A2. We thank the reviewer, and we followed his/her suggestions by adding some quantification in the abstract. “The cell number significantly increased on the 14th day in the 3D environment, from 5×105 to 1.27x106), showing 91% of lipid peroxidation reduction over time and minimal cell death observed throughout 21 days.”
The materials used for OBST are stated in the Results section, and the Method section (4.4.3)
Q2. Many studies discussed the in vivo nanotoxicology using insects rather than rodents and rabbits and they obtained reliable and fruitful data utilizing cheap and available hosts without any limitations. In light of this fact, please elucidate the importance of your study. Please use these articles to justify this point (https://doi.org/10.3390/antiox12030653; https://doi.org/10.1016/j.cbi.2022.110166).
A2. We agree with the reviewer and we add those references in the introduction ((the last included silver nanoparticles in insects).
Q3. Results: Fig. 1 is not visible at all to assess, please replace it. Scale bars should be added in the figure incorporated in the SI.
A3, We apologize about that. Figure 1 was in a good resolution prior to the conversion to PDF. We replace Figure 1 with the High-Res version.
Q4. Concerning oxidative stress: it is not sufficient to evaluate the lipid peroxidation. The authors should evaluate reduced glutathione (GSH) and metallothioneina as crucial indicator for oxidative stress.
A4. We understand the reviewer point; however we are confident to adopt TBARS as an index of lipid peroxidation induced by ROS in mammalian cells (See Savi et al . doi: 10.1186/s12989-014-0063-3, Rossi et al doi: 10.1186/s12989-014-0063-3, Rossi et al doi: 10.1016/j.envpol.2021.117163). ROS has a short half-life and because of the nature of our experiment, we have preferred TBARS evaluation (damage induced by ROS) with respect to other evaluation.
We have evaluated ROS (data not shown in the manuscript, see FACS figures below) of 2D (pink) vs 3D (red) after 24h; we did not detect any significant differences suggesting the OBST dos not increase ROS production (also confirmed by TBARS analysis).
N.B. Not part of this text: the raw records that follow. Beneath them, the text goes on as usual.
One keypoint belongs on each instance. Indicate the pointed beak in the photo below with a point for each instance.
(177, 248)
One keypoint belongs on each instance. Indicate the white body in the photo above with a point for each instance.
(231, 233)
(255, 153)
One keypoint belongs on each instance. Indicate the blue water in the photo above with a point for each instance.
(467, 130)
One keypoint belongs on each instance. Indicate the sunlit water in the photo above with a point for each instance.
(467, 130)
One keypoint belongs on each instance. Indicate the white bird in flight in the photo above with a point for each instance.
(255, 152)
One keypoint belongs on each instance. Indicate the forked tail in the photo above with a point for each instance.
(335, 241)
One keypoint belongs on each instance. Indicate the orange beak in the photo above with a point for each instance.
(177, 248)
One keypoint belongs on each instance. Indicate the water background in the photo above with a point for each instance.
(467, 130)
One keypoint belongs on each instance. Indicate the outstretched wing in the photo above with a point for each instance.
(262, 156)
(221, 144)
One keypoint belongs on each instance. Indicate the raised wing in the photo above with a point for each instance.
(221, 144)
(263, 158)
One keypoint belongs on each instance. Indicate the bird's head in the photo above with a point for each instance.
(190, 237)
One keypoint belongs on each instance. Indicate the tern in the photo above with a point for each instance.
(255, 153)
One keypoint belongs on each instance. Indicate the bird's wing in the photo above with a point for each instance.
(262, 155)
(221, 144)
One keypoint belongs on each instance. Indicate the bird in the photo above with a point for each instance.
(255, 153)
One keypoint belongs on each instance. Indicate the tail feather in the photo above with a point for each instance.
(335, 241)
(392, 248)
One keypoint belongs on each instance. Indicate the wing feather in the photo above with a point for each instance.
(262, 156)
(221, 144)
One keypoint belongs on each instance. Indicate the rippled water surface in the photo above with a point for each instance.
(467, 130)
Q5. Discussion: it should be improved and updated with recently published articles.
A5. Done as Suggested
Q6. Methods: which test did you for the normal distribution of the data?
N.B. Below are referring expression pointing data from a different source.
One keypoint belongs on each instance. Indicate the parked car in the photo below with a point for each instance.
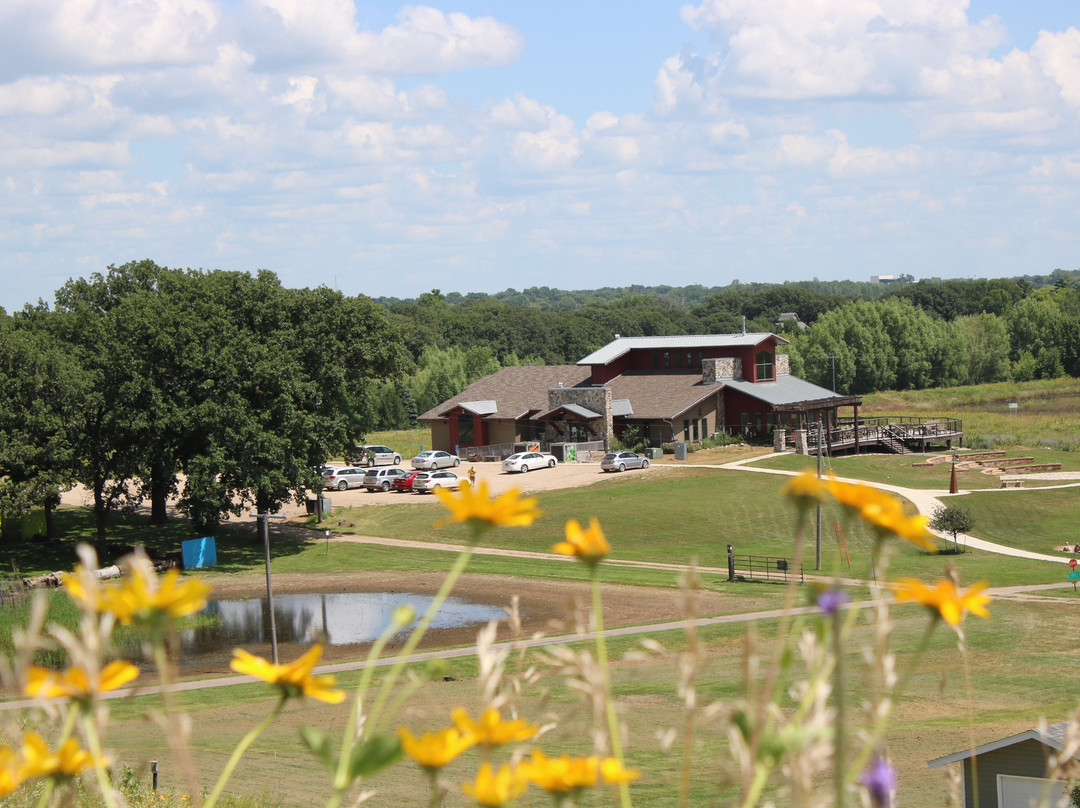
(372, 456)
(526, 460)
(623, 460)
(379, 480)
(434, 459)
(343, 479)
(404, 483)
(429, 481)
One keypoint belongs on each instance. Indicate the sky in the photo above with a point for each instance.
(477, 146)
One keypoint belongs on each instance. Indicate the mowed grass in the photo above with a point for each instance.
(908, 470)
(1045, 415)
(1013, 684)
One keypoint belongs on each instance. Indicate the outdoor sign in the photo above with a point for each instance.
(199, 553)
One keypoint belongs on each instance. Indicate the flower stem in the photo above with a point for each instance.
(418, 632)
(239, 752)
(608, 696)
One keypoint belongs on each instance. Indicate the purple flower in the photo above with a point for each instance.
(832, 600)
(880, 781)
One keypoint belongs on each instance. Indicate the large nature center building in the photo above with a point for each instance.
(671, 389)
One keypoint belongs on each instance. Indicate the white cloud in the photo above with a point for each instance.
(42, 36)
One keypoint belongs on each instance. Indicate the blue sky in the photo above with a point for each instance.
(391, 149)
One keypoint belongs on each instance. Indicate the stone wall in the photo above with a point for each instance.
(597, 399)
(724, 367)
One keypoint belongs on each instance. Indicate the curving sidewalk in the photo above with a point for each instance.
(925, 500)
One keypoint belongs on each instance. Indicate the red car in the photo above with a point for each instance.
(404, 482)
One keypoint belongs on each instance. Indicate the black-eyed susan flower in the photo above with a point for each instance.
(293, 678)
(589, 544)
(475, 507)
(40, 762)
(491, 730)
(434, 750)
(945, 598)
(76, 684)
(497, 788)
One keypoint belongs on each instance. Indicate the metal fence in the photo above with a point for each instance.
(763, 568)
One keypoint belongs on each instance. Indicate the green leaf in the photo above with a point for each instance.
(319, 743)
(374, 754)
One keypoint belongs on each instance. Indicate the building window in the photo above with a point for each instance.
(764, 365)
(466, 433)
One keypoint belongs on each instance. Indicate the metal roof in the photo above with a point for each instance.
(623, 345)
(1053, 737)
(785, 390)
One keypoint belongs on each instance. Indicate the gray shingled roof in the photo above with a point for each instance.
(515, 390)
(784, 390)
(618, 347)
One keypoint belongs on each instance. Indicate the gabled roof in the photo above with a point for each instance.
(514, 391)
(1054, 737)
(784, 390)
(623, 345)
(660, 394)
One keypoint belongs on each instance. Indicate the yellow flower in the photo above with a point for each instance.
(612, 771)
(588, 544)
(490, 730)
(945, 597)
(39, 761)
(474, 506)
(11, 778)
(293, 678)
(562, 775)
(75, 683)
(434, 750)
(883, 512)
(496, 789)
(142, 596)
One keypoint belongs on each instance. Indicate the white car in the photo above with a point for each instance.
(426, 483)
(434, 459)
(527, 460)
A6. Normal distribution was checked by the Kolmogorov–Smirnov test. We add this information in the statistical analysis paragraph.
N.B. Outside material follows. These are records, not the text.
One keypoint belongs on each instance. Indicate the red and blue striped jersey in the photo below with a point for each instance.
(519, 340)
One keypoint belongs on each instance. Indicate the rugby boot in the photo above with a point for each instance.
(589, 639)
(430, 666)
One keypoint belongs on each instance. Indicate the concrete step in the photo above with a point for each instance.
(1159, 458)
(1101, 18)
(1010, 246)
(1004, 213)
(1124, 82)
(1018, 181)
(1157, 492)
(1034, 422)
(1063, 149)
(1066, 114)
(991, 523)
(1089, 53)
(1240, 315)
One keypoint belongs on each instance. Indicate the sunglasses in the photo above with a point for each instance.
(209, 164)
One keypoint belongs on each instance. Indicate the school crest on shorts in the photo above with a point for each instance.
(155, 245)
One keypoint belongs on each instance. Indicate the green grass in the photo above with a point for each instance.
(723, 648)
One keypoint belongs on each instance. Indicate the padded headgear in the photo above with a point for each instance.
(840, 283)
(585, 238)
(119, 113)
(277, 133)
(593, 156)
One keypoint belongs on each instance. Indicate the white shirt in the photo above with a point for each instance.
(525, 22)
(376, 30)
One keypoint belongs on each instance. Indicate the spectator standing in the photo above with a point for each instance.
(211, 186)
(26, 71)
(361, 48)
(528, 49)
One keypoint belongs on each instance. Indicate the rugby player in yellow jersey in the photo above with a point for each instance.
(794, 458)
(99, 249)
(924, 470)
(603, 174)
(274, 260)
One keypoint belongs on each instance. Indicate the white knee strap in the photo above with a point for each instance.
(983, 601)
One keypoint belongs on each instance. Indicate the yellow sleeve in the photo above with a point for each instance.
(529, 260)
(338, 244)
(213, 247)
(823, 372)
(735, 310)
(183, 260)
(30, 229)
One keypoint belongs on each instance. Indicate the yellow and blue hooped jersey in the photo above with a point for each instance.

Q7. Conclusion: please propose the future plan or general future perspectives based on the findings obtained in this study.
A7. We agree with the reviewer and we reformulate the Conclusion paragraph:
Our study demonstrates, the potential of 3D bioprinting as a promising technology for nanotoxicological investigation. The unique benefits of this novel additive manufacturing technology for cell culture include the long-term culturing of cell lines due to the reduction of oxidative stress over time, the viability of 3D printed cells once embedded in the hydro-gel and the absence of time-passages from the operator. These benefits allow for a more accurate and comprehensive investigation of the effects of nanoparticles on living cells, as well as the potential for more efficient and cost-effective experimentation. Additionally, our research highlights the significant dissimilarities between 2D vs 3D data which suggest the need for a revisiting tactic in the fields of nanotoxicology and nanomedicine to account for potential effects on cell morphology and cell-cell interaction in a 3D environment. Ulti-mately, we believe that our technology can contribute to the development of safer and more effective nanomedicine, as well as provide a valuable tool for researchers in the field of nanotoxicology.
Author Response File: Author Response.pdf
Round 2
Reviewer 2 Report
The manuscript has been corrected according to my suggestions.
Reviewer 4 Report
The authors addressed all the previous claims carefully; thus, I recommend accepting the current version of the manuscript.